Gold – Recovering the lost sheen

Kishore Narne | Updated on January 23, 2018 Published on May 25, 2015


Dollar’s stronger underpinning will be negative for yellow metal

Gold prices started the year on a positive note with strong gains in January but have turned largely sideways since then on conflicting drivers. Even as the upward trajectory faces headwinds on prospects of a potential Fed rate hike this year, unexpected weakness in US data in Q1 provided a floor to prices. The net effect is that prices have held up pretty well so far in 2015. Looking ahead, we expect gold prices to retain a positive bias in the short to medium term. Yet, as economic data improve and US interest rate expectations move closer, the dollar will continue to have a stronger underpinning which will be negative for gold in the second half of the year.

Investment demand

In terms of overall demand, unlike jewellery or industrial demand which is sticky and relatively price inelastic, investment demand tends to be very nimble-footed as hot money gets poured in and out of gold pretty quickly responding to swings in global macroeconomic sentiments. The steep drop in investment demand was one of the major factors that contributed to the rout in gold prices in 2013 and 2014. However, the weather related slump in US growth, persistent worries over a Greek exit from the EU and relatively benign prices helped investment demand to pick up in Q1.

ETF connection

Global ETFs saw a positive net inflow after two years, as ETF assets increased by 25.7 tonnes supported by benign prices and economic uncertainty.
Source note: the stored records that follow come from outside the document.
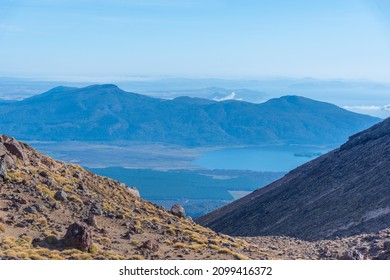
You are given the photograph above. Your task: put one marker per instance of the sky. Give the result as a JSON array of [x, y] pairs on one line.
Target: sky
[[76, 39]]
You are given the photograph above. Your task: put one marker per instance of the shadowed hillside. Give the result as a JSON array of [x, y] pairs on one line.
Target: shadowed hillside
[[342, 193]]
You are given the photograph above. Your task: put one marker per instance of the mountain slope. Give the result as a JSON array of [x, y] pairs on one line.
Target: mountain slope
[[53, 210], [105, 112], [342, 193], [42, 199]]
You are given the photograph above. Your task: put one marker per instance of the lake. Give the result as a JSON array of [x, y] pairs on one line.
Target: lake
[[281, 158]]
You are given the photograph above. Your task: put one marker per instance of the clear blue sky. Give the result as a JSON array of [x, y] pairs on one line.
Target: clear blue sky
[[196, 38]]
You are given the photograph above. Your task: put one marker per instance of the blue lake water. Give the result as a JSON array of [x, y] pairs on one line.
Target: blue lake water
[[280, 158]]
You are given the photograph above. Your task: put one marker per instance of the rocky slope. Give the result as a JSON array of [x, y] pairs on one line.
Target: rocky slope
[[342, 193], [50, 209], [54, 210]]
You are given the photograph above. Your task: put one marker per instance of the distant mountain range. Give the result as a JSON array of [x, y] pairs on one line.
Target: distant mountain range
[[105, 112], [342, 193], [212, 93]]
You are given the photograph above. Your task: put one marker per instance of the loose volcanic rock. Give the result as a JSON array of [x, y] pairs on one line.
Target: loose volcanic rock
[[78, 236], [178, 211], [61, 196]]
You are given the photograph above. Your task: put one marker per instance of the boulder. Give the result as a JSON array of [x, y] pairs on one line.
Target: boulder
[[132, 190], [151, 245], [354, 255], [91, 220], [3, 170], [178, 211], [15, 148], [96, 209], [78, 236], [61, 196]]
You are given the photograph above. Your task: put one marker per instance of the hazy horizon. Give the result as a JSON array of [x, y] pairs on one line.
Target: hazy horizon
[[195, 39]]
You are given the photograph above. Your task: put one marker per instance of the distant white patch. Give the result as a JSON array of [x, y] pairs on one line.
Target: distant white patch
[[231, 96], [373, 110], [372, 107]]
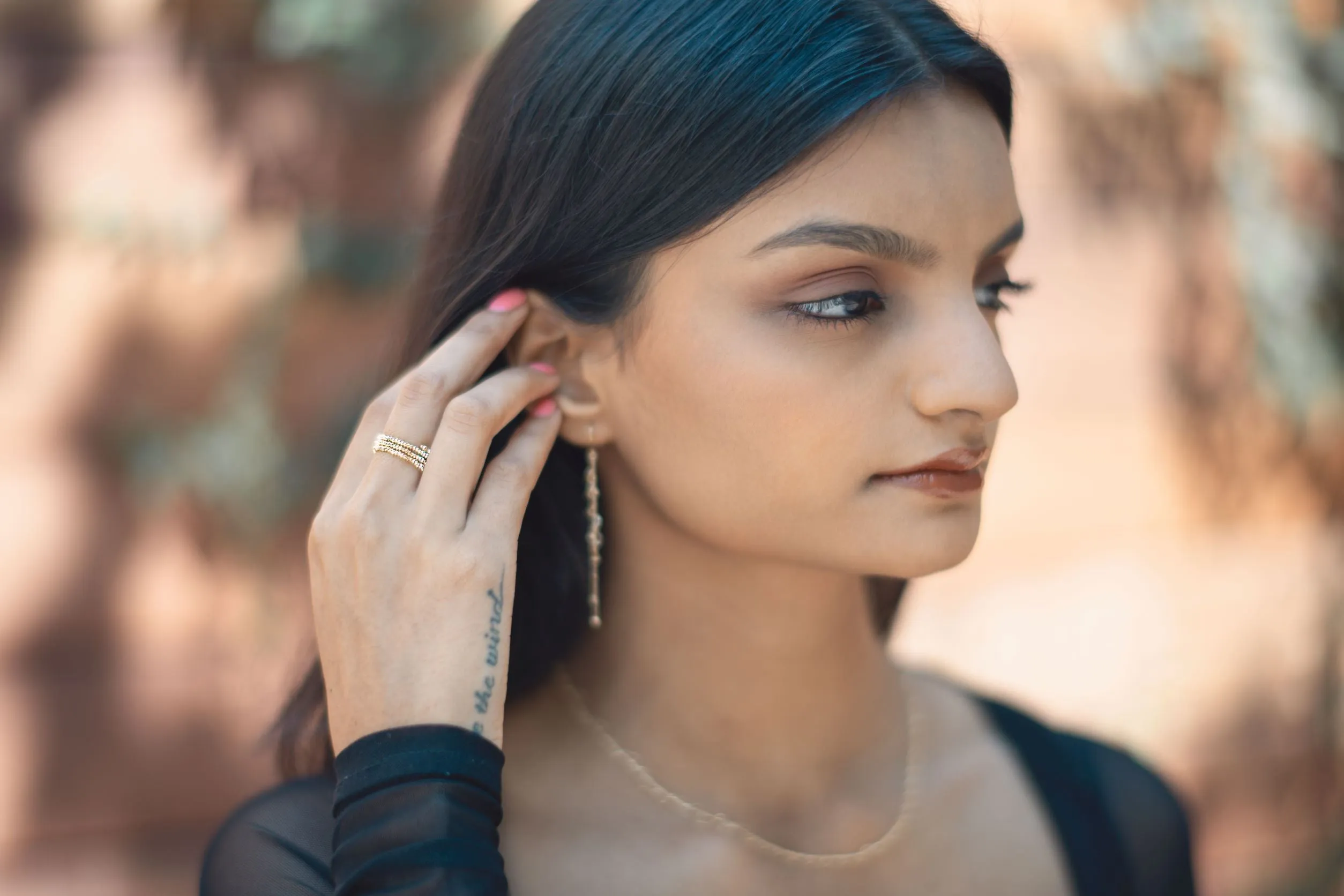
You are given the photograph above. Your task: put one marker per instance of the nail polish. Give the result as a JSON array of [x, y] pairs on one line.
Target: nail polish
[[509, 300]]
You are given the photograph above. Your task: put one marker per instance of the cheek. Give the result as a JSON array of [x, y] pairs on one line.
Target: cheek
[[738, 439]]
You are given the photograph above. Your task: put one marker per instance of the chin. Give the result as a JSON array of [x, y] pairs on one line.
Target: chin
[[927, 549]]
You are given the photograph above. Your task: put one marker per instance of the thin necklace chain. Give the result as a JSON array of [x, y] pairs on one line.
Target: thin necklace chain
[[910, 759]]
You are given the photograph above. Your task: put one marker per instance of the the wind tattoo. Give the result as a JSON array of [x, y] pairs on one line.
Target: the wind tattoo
[[492, 652]]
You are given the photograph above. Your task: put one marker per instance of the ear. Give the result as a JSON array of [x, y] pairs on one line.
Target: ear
[[551, 338]]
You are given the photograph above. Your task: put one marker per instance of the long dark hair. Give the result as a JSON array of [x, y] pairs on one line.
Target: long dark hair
[[604, 131]]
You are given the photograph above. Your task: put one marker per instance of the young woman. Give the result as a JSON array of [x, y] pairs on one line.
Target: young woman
[[705, 369]]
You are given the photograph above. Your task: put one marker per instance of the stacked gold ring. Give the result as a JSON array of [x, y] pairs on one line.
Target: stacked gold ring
[[414, 454]]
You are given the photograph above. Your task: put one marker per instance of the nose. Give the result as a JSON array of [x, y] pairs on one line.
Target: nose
[[961, 366]]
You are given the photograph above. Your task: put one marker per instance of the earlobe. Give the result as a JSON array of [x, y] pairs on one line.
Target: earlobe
[[543, 336], [550, 338]]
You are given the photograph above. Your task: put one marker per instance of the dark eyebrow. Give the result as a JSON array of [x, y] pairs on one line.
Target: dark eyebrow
[[1010, 237], [869, 240]]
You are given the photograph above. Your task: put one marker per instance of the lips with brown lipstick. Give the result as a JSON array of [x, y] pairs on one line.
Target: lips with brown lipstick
[[951, 475]]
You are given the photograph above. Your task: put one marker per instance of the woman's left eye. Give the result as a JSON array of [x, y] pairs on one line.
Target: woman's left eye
[[991, 295], [843, 309]]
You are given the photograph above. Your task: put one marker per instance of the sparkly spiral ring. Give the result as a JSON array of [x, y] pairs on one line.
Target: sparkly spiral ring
[[413, 454]]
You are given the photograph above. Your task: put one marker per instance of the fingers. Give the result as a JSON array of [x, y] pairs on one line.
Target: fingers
[[510, 479], [427, 389], [468, 425]]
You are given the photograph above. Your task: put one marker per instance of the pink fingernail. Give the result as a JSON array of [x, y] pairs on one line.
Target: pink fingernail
[[509, 300]]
Looking further at April and May data, it is clear that ETF holdings are stable and we expect them to remain that way as the liquidation trend has slowed down unlike the past two years suggesting that global investor bearishness for gold has waned considerably. Broadly, we believe that since investment demand typically follows price, only a sustainable increase in price will alter the investment scenario in a constructive manner and start a new trend. The key risk from the investment demand perspective, however, is the equity market performance, especially in India and China. Stock markets in these largest consumers of gold have been buoyant and will weigh on investment demand for gold.

US data & Fed

On the policy front, gold prices remain overly sensitive to US economic data since the Fed changed its language in March investors’ speculation over the timing of the a rate hike has caused some increased volatility. In October 2014, the Fed ended its quantitative easing and made its forward guidance on rates more data-dependent. Following that, earlier this year, the Fed is preparing the markets for a possible rate hike towards the end of 2015 which put a lid on gold price. The minutes of the latest FOMC meet show that Fed officials are not yet convinced of a lift-off in June. However, the Fed seems to be still on track to start raising rates later this year.

On the macro-side, US macroeconomic data over the past few months has been particularly weak with growth slowing down in Q1 after a strong numbers towards the end of 2014. Hence, Q2 data has to be decisively stronger for markets to start pricing in a liftoff in interest rates. Until then, gold may continue to have positive momentum. Also, the spectre of Greece exit from the Euro zone remains a key upside risk with the potential to cause global market volatility. In Asia, Chinese economic growth remains a concern and expectations of further rate cuts by the PBOC remain high. Additional stimulus by China may support the commodities complex in general and gold in particular.

The writer is Associate Director, Head – Commodity & Currency, Motilal Oswal Commodities. Views are personal.